J’ai de l’eau jusqu’aux genoux, j’enfile mon masque et je mets la tête sous l’eau.

A 2 mètres de moi, une première tortue. Incroyable. Elle m’ignore, même lorsque je m’en approche un peu plus. Je passe 10 minutes à l’observer manger.

Puis c’est parti, 2 heures dans une eau transparente à 30°C, le long de la plage du village. Ils avaient raison, il y a des tortues. Des dizaines… C’est surréaliste, d’autant plus qu’elles sont ultra paisibles et habituées aux nageurs. J’ai rêvé 1000 fois de cette situation, en moins bien.

Je sors de l’eau émerveillé par la sérénité et l’authenticité de cet endroit, mais inquiet en même temps sur la durabilité d’une telle situation.
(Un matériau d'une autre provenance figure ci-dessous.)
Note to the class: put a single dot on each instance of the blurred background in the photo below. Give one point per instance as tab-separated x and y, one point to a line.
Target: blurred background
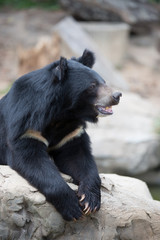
125	36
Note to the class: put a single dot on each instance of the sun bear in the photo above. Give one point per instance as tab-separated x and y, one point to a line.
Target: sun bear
43	131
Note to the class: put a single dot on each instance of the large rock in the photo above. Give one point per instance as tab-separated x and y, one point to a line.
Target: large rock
73	42
127	212
135	12
126	142
111	38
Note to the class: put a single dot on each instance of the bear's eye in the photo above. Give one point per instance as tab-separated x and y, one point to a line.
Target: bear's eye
92	86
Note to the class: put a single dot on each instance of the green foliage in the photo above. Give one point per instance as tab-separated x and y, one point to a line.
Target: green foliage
21	4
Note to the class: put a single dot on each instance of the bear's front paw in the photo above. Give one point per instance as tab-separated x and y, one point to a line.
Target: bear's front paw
68	206
89	199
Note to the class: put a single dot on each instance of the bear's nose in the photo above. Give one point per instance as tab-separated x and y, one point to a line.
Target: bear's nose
116	96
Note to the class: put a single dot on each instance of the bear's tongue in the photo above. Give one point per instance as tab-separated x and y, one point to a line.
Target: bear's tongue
105	110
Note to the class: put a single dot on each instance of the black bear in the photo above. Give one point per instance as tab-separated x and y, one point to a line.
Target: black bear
42	131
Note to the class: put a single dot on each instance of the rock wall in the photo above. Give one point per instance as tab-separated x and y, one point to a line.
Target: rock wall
127	212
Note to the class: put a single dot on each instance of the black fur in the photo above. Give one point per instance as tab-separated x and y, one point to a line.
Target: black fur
54	101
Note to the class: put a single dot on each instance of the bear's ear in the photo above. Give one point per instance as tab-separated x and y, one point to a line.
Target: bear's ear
87	59
61	70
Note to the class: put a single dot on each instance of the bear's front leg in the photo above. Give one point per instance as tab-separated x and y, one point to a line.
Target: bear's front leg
31	160
76	160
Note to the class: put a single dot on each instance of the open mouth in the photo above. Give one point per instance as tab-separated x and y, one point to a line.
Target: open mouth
104	110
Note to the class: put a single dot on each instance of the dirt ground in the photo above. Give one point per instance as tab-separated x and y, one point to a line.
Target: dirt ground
22	29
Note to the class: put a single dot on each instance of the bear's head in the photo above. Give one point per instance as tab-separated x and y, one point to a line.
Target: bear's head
84	94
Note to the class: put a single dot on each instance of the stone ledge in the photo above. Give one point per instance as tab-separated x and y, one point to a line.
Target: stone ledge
127	212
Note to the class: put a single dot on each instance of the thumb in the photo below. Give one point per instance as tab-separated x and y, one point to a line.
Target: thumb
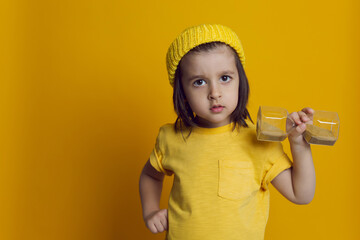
164	211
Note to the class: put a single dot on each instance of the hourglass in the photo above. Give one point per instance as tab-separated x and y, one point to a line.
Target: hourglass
274	124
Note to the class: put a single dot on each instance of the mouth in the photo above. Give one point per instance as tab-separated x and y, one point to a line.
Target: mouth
217	108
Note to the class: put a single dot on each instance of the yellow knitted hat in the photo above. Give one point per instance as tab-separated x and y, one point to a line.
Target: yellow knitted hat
196	35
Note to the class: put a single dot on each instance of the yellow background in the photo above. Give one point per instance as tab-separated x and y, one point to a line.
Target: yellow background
84	90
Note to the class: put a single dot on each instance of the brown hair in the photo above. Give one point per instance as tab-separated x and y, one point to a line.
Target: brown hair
185	119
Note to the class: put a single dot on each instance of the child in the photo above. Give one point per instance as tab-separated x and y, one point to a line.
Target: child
221	172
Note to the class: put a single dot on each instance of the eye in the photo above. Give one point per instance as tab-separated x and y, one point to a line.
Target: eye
225	78
199	82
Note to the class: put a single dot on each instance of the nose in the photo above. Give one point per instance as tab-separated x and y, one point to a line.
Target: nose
214	92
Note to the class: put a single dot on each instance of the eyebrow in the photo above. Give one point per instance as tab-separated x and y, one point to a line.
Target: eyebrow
201	76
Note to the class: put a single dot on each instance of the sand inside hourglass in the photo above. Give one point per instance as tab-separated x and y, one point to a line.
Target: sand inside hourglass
317	135
269	132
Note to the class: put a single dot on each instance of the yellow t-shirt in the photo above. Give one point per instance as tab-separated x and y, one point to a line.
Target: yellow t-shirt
221	178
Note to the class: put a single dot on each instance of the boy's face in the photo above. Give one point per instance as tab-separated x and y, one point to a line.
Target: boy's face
211	84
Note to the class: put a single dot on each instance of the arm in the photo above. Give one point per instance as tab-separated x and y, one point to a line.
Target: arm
297	184
150	187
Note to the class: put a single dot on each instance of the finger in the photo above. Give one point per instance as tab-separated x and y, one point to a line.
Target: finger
295	117
308	110
163	221
159	226
301	128
303	116
152	228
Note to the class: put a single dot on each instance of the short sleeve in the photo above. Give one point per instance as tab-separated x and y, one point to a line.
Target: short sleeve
157	155
277	161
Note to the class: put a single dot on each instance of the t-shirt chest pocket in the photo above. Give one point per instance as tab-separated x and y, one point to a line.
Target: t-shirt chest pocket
236	179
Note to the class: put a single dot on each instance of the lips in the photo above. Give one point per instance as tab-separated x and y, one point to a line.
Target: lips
216	108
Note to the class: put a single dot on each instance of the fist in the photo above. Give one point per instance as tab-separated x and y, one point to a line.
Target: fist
157	221
296	124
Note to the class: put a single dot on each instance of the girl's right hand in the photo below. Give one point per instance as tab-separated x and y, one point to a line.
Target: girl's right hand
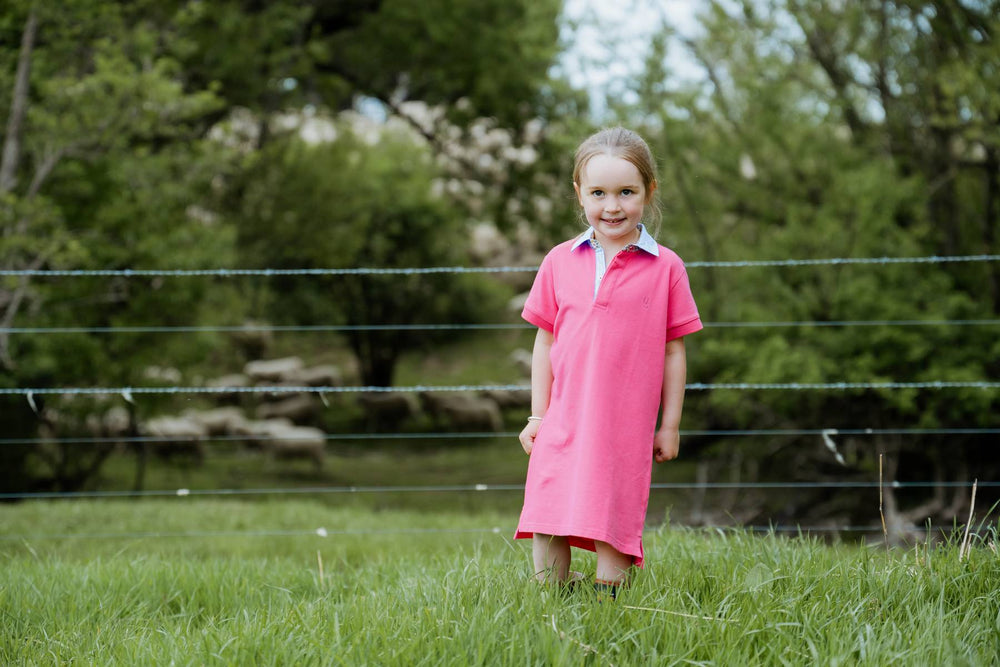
528	434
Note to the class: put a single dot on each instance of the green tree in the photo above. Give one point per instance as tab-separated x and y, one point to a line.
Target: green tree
102	163
348	204
828	129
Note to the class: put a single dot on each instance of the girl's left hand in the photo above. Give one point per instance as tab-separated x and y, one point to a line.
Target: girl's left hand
666	445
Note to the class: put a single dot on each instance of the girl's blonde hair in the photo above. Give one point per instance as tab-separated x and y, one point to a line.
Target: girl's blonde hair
626	144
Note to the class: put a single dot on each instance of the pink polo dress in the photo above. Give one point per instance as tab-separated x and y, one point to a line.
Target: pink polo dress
590	467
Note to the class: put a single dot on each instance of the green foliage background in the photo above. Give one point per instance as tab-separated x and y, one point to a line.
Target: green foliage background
170	135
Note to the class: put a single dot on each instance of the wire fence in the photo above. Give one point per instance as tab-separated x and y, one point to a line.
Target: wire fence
334	328
128	394
395	271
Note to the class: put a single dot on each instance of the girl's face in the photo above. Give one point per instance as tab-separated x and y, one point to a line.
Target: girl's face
612	195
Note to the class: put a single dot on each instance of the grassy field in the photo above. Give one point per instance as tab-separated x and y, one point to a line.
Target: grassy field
195	581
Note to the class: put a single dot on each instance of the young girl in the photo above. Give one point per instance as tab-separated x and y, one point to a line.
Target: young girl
612	307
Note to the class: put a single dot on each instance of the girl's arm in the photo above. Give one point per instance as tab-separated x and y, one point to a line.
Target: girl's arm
667	442
541	387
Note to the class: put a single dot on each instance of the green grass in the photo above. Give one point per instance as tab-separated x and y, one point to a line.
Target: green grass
392	592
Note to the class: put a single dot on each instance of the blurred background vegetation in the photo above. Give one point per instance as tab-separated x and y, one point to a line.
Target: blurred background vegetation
185	134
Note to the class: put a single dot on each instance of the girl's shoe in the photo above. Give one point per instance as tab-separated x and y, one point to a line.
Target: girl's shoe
606	590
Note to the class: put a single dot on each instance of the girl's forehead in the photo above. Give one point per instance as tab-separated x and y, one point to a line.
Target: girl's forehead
604	168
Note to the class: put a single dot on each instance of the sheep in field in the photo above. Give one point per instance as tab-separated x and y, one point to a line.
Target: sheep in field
295	442
463	412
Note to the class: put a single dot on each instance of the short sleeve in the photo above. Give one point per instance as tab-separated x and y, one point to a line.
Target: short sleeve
682	312
541	307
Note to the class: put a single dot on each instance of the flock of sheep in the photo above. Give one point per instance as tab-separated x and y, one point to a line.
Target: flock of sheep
283	421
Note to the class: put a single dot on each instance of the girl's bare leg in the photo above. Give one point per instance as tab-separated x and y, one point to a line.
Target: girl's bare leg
612	565
551	556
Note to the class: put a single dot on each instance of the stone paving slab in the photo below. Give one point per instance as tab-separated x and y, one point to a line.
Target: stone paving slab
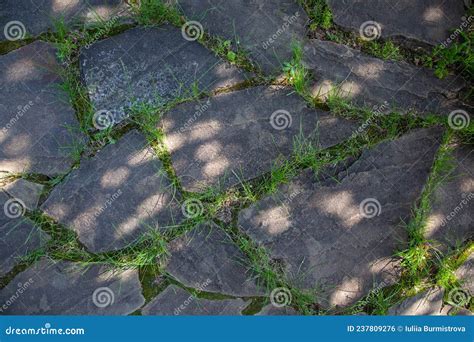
66	288
18	235
427	21
339	236
26	191
206	258
29	91
429	302
174	301
265	29
38	16
371	81
237	136
451	223
152	66
271	310
115	197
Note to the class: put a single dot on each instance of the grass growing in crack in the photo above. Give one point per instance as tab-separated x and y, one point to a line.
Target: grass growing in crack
296	71
385	50
155	12
415	258
319	13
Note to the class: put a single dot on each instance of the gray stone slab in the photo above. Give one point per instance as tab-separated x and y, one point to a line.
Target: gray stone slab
237	136
429	302
28	192
207	258
18	235
338	236
117	196
174	301
427	21
152	66
265	29
66	288
38	16
271	310
451	222
38	125
371	81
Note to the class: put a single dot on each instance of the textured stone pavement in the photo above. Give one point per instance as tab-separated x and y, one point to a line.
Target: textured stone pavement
85	201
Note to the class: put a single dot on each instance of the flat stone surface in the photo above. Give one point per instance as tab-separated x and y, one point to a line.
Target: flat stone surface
174	301
206	257
115	197
152	66
325	234
428	21
18	235
66	288
37	16
451	222
429	302
29	90
271	310
26	191
237	136
265	29
371	81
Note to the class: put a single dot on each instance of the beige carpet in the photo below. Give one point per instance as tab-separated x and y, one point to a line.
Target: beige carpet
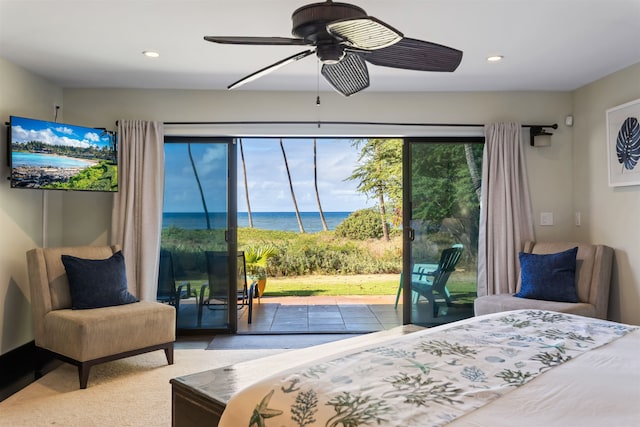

Plus tard dans la matinée, quelques bateaux touristiques arrivent dans la baie. Ils y viennent pour la journée, des « day tours » sont organisés pour plonger la tête dans l’eau et que chacun puisse avoir SA photo avec une tortue. L’offre hôtelière de cette île volcanique étant très limitée (2 petits hotels et 2-3 homestays dans le village) et les conditions d’hébergement pas au goût de tout le monde, certains préfèrent ne pas y passer la nuit.

Ici les règles sont simples ; « Don’t touch the turtles and the coral, take nothing but pictures, leave nothing but bubbles, do nothing but dive ». C’est un peu le slogan de l’île et on a vraiment envie de le respecter du mieux qu’on peut.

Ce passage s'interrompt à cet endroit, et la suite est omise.